Der französische Rum-Stil
Ist von Rum die Rede werden wohl die meisten an die Karibik denken. Und das zu gutem Recht, denn dort befindet sich die Wiege des Rums, von der er in die gesamte Welt gelangt ist und sich heute internationaler Bekanntheit freut. Kuba und Jamaika sind wahrscheinlich die für Rum bekanntesten Länder. Doch zu ihnen reihen sich eine Vielzahl weiterer Produktionsländer, deren Rum vielleicht nicht so bekannt ist wie z. B. Havanna oder Bacardi, aber ihnen dennoch in Sachen Qualität in Nichts nachsteht. Wie der Begriff schon vermuten lässt, hat sich der französische Stil auf den Inseln in der Karibik entwickelt, die noch heute zu den französischen Überseegebieten zählen (z. B. Martinique, Guadeloupe und Haiti). Doch wie kam es dazu, dass sich dieser Stil neben dem kubanischen und jamaikanischen Stil entwickelt hat und wodurch ist ein Rum im französischen Stil überhaupt gekennzeichnet?
Entwicklung des französischen Stils
Die Grundlage eines jeden Rums ist das Zuckerrohr. Dieses findet vor allem in der Karibik die besten klimatischen Bedingungen für ein optimales Wachstum. Als am Ende des 17. Jahrhunderts in Europa die Nachfrage nach Zucker um ein Vielfaches anstieg, schossen die Zuckerrohrplantagen auf den karibischen Inseln nur so aus der Erde. So schnell wie das Zuckerrohr seinen Aufschwung erfahren hat, so schnell war der Boom Mitte des 18. Jahrhunderts wieder beendet. Zu dieser Zeit wurde die Zuckerrübe entdeckt, die einerseits direkt in Europa angebaut werden konnte und andererseits im Vergleich zum Zuckerrohr den doppelten Gehalt an Zucker beinhaltet. Sank dadurch schon der Export von Zuckerrohr nach unten, wurde es durch die von Napoleon verhängte Kontinentalsperre (1807-1813) beinahe unbezahlbar das Zuckerrohr aus den karibischen Kolonien nach Europa zu importieren. Da dadurch die Zuckerproduktion rasant abnahm und deswegen ebenso keine Melasse – ein Nebenprodukt der Zuckergewinnung und die wichtigste Grundlage für Rum – mehr vorhanden war, wurden die französischen Kolonien in der Karibik kreativ und verwendeten für ihren Rum von nun an den frisch gepressten Zuckerrohrsaft. In Kombination mit dem Brennverfahren des Column-Still ergab sich daraus ein völlig neues Geschmackserlebnis und der französische Stil war geboren. Ab Mitte des 19. Jahrhunderts feierte der Rum im französischen Stil von Martinique aus einen richtigen Boom, der durch die Lebrausplage in Frankreich noch größer ausfiel und wurde in alle Welt hinausgetragen.

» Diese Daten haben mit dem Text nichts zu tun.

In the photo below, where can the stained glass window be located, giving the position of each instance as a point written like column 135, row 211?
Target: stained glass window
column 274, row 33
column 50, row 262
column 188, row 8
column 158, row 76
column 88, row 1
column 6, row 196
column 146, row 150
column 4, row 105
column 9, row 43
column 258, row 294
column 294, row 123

Die Eigenschaften des französischen Rum-Stils
Die besonderen Merkmale eines Rums im französischen Stil gehen vor allem mit der Verwendung von Zuckerrohrsaft, an Stelle von Melasse, einher. Anders als Melasse muss der Saft spätestens 36 Stunden nach der Ernte aus dem Zuckerrohr gepresst und weiterverwendet werden, um keine Qualitätseinbußen zu erleiden. Dadurch sind Rums im französischen Stil durch einen leichten Körper sowie fruchtig-blumigen und zugleich kräftig-trockenen Geschmack gekennzeichnet. Die schwere Süße der Melasse lässt sich in so einem Rum auf jeden Fall nicht finden, sondern ist eher durch eine feine Schärfe definiert. Neben den geschmacklichen Eigenschaften grenzt sich der Rum im französischen Stil ebenso sprachlich von den Rums anderer Stile ab. So ist die Bezeichnung Rhum Agricole synonym für Rums im französischen Stil. Von den Produktionsorten gibt es bisher drei Länder (Martinique, Guadeloupe und La Réunion), die ihren Rum offiziell nach den strengen Richtlinien der sogenannten AOC-Vorschriften herstellen.